— Non. » Il ne pouvait pas les laisser lui retirer les hardes que lui avait fournies lord Ramsay. Il ne pouvait pas les laisser le voir.
« Préfères-tu t’habiller de soie et de velours ? Il fut un temps où tu en avais le goût, me souvient-il.
— Non, insista-t-il d’une voix aiguë. Non, je ne veux pas d’autres vêtements que ceux-ci. Ceux de Schlingue. Je suis Schlingue, ça commence comme chemise. » Son cœur battait comme un tambour, et sa voix monta jusqu’à un piaillement craintif. « Je ne veux pas prendre de bain. De grâce, m’sire, ne me retirez pas mes vêtements.
— Nous les laisseras-tu laver, au moins ?
— Non. Non, m’sire. De grâce. » Il serra des deux mains sa tunique contre son torse, et se voûta sur la selle, craignant à demi que Roose Bolton ordonnât à ses gardes de lui arracher ses hardes sur-le-champ, en pleine rue.
« Comme tu voudras. » Les yeux pâles de Bolton paraissaient vides au clair de lune, comme s’il n’y avait absolument personne derrière eux. « Je ne te veux aucun mal, tu sais. Je te dois tant et plus.

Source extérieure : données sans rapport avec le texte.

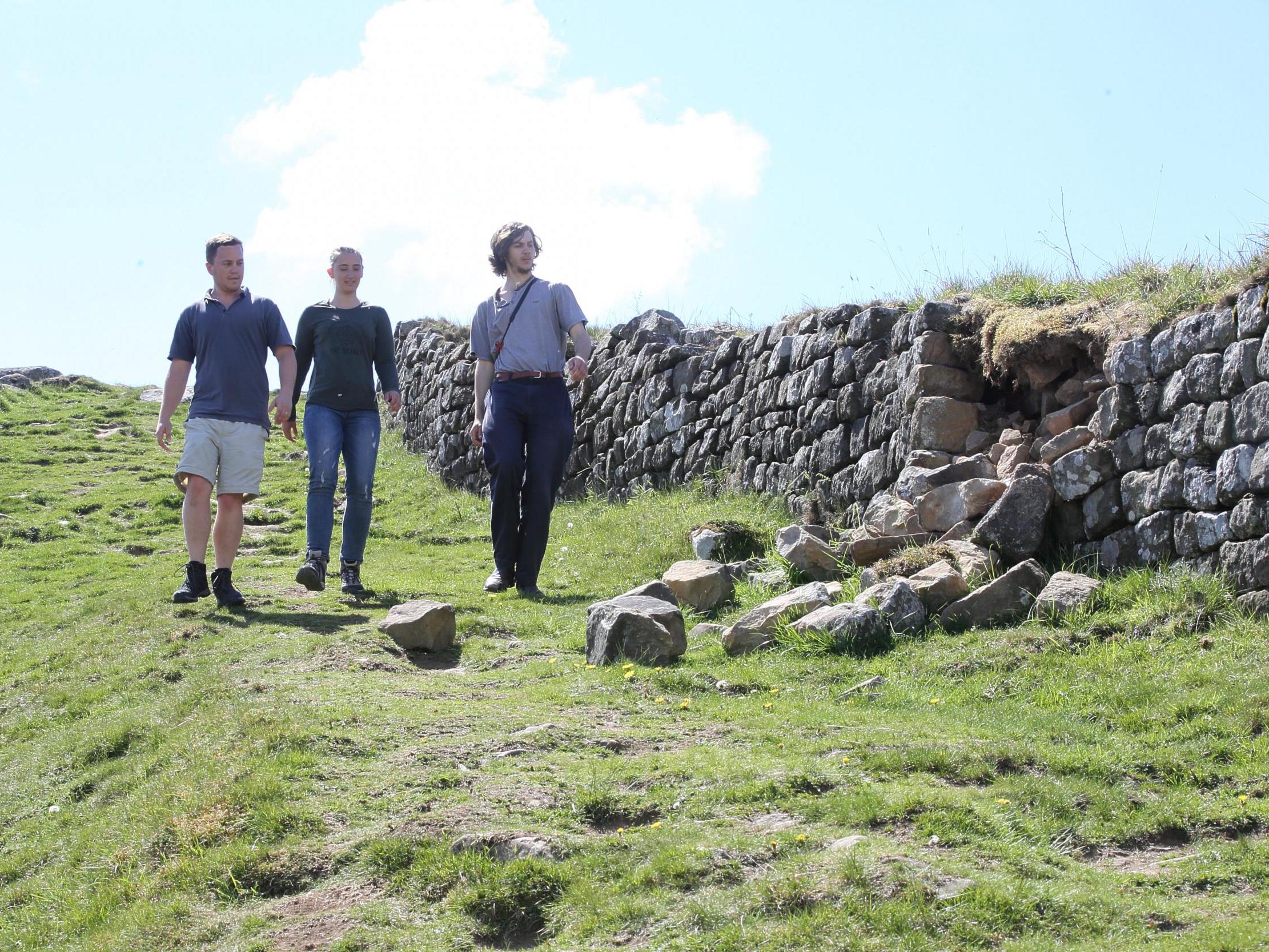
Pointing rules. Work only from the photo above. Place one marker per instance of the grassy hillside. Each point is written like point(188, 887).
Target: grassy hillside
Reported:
point(283, 778)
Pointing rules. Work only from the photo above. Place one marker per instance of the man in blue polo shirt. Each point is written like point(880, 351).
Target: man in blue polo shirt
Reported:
point(226, 337)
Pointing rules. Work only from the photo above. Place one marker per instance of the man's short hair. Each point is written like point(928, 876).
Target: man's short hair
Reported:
point(222, 240)
point(503, 240)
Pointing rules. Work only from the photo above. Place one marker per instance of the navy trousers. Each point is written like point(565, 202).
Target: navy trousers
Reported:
point(528, 437)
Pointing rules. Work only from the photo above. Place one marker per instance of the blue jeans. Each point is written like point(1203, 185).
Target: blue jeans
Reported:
point(528, 437)
point(356, 435)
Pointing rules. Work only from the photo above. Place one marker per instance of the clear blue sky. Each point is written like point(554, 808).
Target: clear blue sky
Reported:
point(900, 141)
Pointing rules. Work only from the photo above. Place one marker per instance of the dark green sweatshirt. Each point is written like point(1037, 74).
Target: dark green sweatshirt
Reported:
point(344, 343)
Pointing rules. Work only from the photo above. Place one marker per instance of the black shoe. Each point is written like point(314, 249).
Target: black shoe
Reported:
point(222, 584)
point(496, 582)
point(351, 578)
point(195, 587)
point(312, 573)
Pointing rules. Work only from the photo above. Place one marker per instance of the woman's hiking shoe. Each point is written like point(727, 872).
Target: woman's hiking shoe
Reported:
point(195, 587)
point(351, 578)
point(496, 582)
point(222, 587)
point(312, 573)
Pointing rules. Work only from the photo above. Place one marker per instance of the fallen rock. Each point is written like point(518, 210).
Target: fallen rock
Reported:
point(808, 552)
point(858, 630)
point(938, 585)
point(754, 629)
point(701, 583)
point(898, 605)
point(1014, 526)
point(1008, 598)
point(654, 589)
point(1065, 592)
point(945, 507)
point(637, 628)
point(420, 626)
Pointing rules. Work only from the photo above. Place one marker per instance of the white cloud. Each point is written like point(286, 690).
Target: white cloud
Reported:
point(453, 123)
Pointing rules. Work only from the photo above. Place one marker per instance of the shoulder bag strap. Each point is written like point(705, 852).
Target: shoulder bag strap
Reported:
point(524, 294)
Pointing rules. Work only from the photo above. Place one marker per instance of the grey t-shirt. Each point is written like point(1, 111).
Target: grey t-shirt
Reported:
point(539, 335)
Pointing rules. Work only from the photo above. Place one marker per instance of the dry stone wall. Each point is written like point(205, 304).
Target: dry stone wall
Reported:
point(1156, 451)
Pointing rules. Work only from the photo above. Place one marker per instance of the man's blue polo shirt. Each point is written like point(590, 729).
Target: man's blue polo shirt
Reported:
point(229, 348)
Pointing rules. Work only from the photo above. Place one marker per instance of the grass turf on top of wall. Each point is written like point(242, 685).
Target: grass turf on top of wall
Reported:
point(178, 777)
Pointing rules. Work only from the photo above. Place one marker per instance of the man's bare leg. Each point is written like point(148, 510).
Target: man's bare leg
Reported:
point(229, 528)
point(196, 516)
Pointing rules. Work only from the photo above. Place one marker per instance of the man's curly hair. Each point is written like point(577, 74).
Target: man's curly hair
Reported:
point(503, 240)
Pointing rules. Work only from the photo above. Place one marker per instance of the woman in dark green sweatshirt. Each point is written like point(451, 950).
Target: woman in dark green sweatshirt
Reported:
point(342, 339)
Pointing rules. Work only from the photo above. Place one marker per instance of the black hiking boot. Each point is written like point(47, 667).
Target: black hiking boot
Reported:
point(195, 587)
point(312, 573)
point(496, 582)
point(222, 584)
point(351, 578)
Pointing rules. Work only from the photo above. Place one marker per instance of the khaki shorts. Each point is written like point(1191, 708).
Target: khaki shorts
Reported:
point(227, 455)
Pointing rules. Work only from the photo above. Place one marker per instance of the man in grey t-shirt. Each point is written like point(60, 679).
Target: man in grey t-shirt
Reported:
point(523, 413)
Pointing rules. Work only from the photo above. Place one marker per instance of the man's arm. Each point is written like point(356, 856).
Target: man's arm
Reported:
point(281, 404)
point(484, 380)
point(173, 390)
point(583, 348)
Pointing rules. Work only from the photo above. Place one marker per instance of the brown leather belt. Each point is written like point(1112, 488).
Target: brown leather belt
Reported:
point(523, 375)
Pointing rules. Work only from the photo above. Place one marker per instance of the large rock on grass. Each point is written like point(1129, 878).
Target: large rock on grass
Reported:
point(757, 628)
point(1014, 526)
point(1008, 598)
point(637, 628)
point(808, 552)
point(420, 626)
point(701, 583)
point(945, 507)
point(1065, 592)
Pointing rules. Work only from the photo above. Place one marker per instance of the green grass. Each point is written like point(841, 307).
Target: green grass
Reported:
point(212, 770)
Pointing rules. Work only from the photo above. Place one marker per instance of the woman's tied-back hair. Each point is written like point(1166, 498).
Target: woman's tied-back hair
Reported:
point(503, 240)
point(219, 242)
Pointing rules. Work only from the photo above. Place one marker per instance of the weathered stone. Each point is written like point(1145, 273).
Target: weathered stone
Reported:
point(1065, 592)
point(858, 629)
point(1252, 414)
point(898, 603)
point(420, 626)
point(1129, 362)
point(945, 507)
point(1130, 449)
point(1117, 412)
point(1203, 377)
point(1066, 442)
point(754, 630)
point(1008, 598)
point(1234, 474)
point(1136, 489)
point(1082, 471)
point(1014, 526)
point(808, 552)
point(891, 516)
point(1249, 518)
point(973, 561)
point(1198, 488)
point(1103, 511)
point(938, 585)
point(942, 423)
point(867, 551)
point(1074, 415)
point(637, 628)
point(1195, 533)
point(701, 583)
point(654, 589)
point(1187, 437)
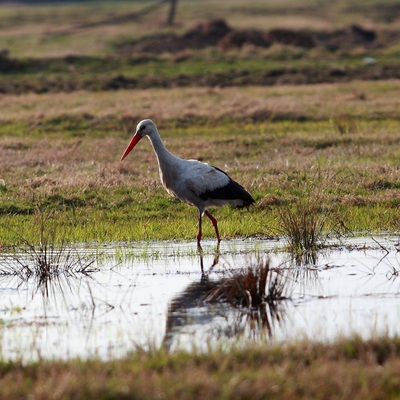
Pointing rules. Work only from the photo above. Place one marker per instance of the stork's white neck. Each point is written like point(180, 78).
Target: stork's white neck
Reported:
point(164, 157)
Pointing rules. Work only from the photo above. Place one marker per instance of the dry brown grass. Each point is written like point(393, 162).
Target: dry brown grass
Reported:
point(315, 102)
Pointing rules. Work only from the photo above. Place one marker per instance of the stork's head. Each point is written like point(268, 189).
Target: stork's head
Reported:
point(145, 127)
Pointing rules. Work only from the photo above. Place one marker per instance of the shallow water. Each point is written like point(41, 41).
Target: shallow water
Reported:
point(148, 294)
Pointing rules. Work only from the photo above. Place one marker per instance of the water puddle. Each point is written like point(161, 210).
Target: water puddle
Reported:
point(148, 294)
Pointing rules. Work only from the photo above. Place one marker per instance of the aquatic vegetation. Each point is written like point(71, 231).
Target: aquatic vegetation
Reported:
point(252, 286)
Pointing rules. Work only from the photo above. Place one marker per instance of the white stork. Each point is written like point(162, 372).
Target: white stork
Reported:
point(194, 182)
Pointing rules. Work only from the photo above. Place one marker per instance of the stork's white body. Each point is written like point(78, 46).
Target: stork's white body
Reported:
point(194, 182)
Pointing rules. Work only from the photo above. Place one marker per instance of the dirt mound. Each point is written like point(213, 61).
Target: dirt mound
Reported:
point(217, 33)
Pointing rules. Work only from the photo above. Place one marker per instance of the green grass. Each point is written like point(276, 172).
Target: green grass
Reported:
point(345, 369)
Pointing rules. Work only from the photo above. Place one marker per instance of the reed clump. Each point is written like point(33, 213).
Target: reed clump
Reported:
point(252, 286)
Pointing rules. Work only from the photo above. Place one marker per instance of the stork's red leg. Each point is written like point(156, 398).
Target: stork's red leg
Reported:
point(199, 234)
point(215, 224)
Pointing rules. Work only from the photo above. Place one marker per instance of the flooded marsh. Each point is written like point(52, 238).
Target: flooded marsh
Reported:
point(148, 295)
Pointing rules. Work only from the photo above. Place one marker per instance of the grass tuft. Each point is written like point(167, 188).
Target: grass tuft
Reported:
point(45, 261)
point(253, 286)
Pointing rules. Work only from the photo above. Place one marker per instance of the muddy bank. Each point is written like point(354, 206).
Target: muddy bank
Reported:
point(217, 33)
point(269, 77)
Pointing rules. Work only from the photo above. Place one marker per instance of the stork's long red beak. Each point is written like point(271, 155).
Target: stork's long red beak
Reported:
point(131, 145)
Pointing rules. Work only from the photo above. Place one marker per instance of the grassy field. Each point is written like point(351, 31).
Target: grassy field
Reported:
point(288, 122)
point(345, 370)
point(60, 154)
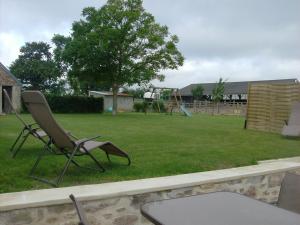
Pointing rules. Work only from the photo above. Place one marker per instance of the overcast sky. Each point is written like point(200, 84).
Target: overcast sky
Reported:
point(235, 39)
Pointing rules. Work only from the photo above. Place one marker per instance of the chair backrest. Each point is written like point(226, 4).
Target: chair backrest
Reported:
point(80, 211)
point(289, 196)
point(295, 114)
point(37, 105)
point(13, 108)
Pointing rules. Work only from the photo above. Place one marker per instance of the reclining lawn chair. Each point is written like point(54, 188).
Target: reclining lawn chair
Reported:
point(80, 212)
point(64, 143)
point(28, 129)
point(292, 127)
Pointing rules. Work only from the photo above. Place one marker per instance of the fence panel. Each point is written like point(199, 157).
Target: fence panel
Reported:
point(269, 105)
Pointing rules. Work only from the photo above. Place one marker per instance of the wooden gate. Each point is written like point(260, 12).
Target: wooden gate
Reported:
point(269, 105)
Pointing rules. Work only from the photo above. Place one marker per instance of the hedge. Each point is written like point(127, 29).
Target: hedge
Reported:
point(74, 104)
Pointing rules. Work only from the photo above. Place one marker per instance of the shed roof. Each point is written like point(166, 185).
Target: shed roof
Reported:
point(233, 87)
point(5, 72)
point(108, 93)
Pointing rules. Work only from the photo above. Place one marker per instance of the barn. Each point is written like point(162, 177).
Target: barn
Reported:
point(125, 101)
point(237, 91)
point(13, 87)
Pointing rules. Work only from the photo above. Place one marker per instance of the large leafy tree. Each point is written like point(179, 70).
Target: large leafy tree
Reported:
point(36, 68)
point(120, 44)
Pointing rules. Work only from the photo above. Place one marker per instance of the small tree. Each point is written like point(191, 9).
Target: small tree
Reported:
point(36, 68)
point(197, 92)
point(218, 92)
point(120, 44)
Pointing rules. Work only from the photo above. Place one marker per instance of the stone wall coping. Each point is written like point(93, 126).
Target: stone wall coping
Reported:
point(57, 196)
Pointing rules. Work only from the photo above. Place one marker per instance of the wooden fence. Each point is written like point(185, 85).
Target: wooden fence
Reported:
point(222, 108)
point(269, 105)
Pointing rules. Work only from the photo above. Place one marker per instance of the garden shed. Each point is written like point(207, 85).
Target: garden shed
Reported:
point(13, 87)
point(125, 101)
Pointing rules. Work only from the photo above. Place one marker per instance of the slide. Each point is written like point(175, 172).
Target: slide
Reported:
point(185, 111)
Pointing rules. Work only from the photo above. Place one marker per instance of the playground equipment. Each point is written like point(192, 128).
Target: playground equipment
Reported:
point(174, 100)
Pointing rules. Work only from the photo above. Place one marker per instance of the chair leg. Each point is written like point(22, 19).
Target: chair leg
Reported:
point(15, 152)
point(84, 167)
point(96, 161)
point(67, 164)
point(43, 152)
point(16, 141)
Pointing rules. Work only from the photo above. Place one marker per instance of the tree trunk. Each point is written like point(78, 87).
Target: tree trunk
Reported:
point(115, 99)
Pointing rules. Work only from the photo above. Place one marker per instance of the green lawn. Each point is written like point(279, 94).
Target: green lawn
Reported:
point(158, 144)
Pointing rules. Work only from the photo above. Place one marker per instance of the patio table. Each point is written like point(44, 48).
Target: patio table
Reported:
point(219, 208)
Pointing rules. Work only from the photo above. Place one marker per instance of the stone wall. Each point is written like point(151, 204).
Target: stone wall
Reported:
point(125, 209)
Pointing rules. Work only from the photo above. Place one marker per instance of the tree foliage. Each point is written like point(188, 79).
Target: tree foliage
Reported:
point(197, 92)
point(218, 91)
point(36, 68)
point(120, 44)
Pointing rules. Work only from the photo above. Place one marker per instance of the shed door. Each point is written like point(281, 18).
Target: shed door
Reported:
point(5, 104)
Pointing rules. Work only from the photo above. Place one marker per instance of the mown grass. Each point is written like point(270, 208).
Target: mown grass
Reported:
point(158, 144)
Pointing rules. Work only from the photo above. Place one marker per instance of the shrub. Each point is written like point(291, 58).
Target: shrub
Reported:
point(74, 104)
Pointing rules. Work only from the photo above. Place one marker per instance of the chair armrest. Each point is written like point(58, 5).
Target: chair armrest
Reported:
point(82, 141)
point(71, 135)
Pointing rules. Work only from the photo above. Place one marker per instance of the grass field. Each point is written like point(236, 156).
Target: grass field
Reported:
point(158, 144)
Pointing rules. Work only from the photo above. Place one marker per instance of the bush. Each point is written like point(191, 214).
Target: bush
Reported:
point(140, 106)
point(161, 106)
point(74, 104)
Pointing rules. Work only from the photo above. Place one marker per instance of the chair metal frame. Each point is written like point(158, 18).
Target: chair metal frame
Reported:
point(75, 148)
point(28, 129)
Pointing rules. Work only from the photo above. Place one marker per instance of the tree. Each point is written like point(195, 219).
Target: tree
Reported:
point(36, 68)
point(218, 92)
point(120, 44)
point(197, 92)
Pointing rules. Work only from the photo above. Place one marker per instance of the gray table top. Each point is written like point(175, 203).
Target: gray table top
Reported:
point(219, 208)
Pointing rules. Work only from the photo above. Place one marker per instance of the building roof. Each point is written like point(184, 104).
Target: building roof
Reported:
point(233, 87)
point(107, 93)
point(8, 73)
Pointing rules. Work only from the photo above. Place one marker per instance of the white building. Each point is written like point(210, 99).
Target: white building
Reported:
point(125, 101)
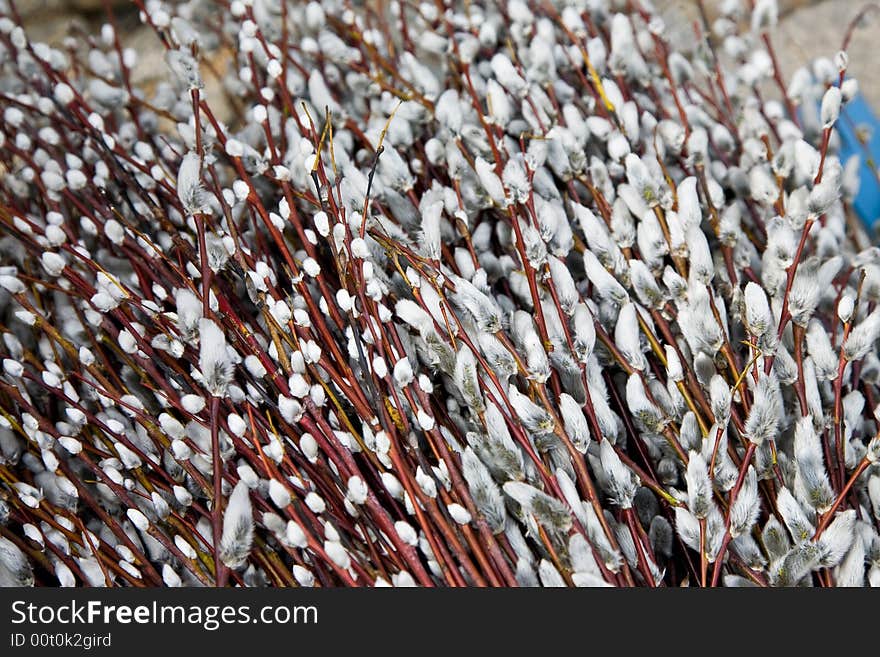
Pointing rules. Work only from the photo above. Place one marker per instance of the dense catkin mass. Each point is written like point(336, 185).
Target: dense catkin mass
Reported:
point(436, 294)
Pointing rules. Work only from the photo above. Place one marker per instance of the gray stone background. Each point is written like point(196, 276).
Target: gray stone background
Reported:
point(807, 29)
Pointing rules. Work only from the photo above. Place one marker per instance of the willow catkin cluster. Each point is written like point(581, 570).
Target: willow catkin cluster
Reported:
point(438, 294)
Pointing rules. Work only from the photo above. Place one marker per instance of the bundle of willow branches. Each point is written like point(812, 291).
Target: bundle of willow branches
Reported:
point(450, 293)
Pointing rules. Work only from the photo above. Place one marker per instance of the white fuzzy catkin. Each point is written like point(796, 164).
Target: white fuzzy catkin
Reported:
point(238, 527)
point(446, 298)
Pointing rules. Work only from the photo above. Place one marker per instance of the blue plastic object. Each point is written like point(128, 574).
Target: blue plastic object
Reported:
point(858, 118)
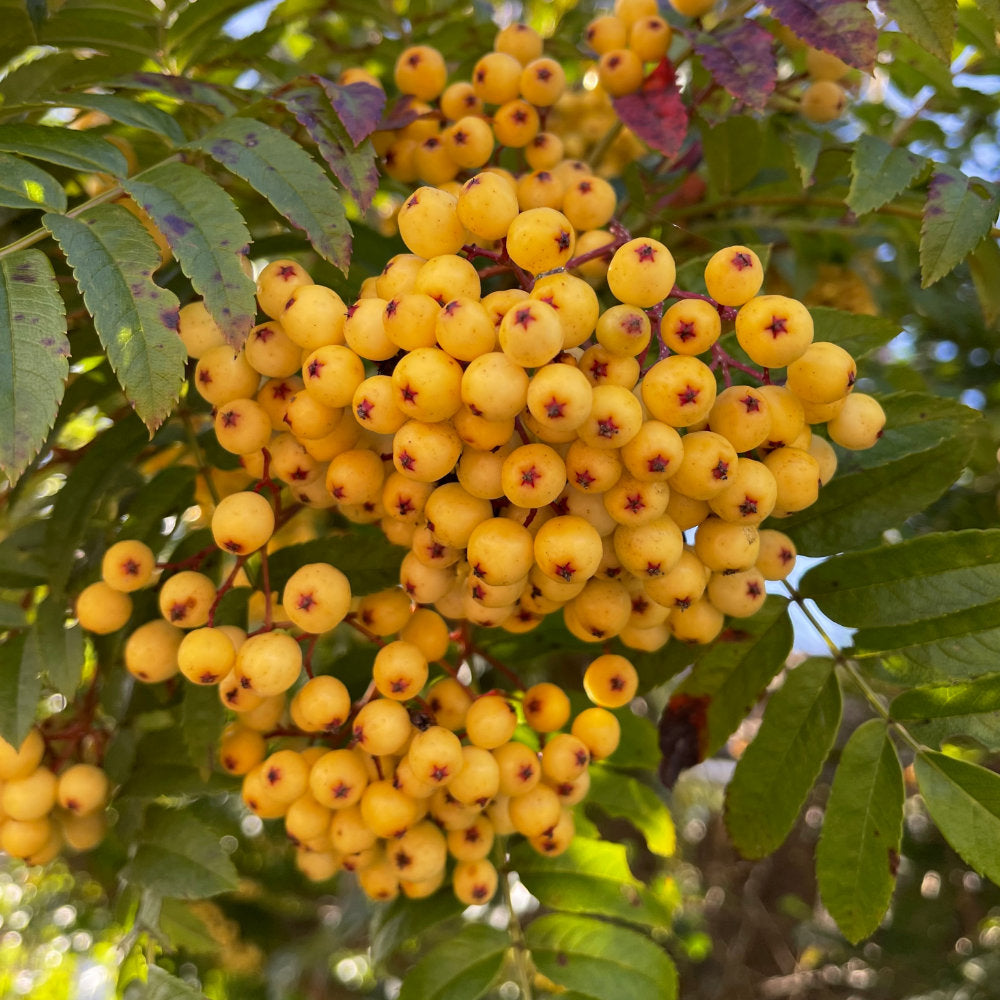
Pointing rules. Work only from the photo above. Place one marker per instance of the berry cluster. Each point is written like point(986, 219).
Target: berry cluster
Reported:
point(529, 406)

— Vraiment ? » Une partie de lui hurlait : C’est un piège, il se joue de toi, le fils n’est que l’ombre du père. Lord Ramsay jouait tout le temps avec ses attentes. « Que… que me devez-vous, m’sire ?
— Le Nord. Les Stark ont été perdus et condamnés la nuit où tu as pris Winterfell. » Il agita une main pâle, un geste négligent. « Tout ceci n’est que chamailleries autour du butin. »
Leur bref trajet toucha à sa fin aux remparts de bois de la Tertrée. Des bannières volaient à ses tours carrées, claquant au vent : l’écorché de Fort-Terreur, la hache de bataille de Cerwyn, les pins de Tallhart, le triton de Manderly, les clés entrecroisées du vieux lord Locke, le géant des Omble et la main de pierre des Flint, l’orignac des Corbois. Pour les Stout, l’or et la rouille en chevron, pour Ardoise un champ gris dans un double-trescheur blanc. Quatre têtes de cheval proclamaient les quatre Ryswell des Rus – une grise, une noire, une or, une brune. La plaisanterie voulait que les Ryswell ne fussent pas même capables de s’accorder sur la couleur de leurs armes. Au-dessus d’elles se déployaient le cerf et le lion de l’enfant assis sur le Trône de Fer, à mille lieues de là.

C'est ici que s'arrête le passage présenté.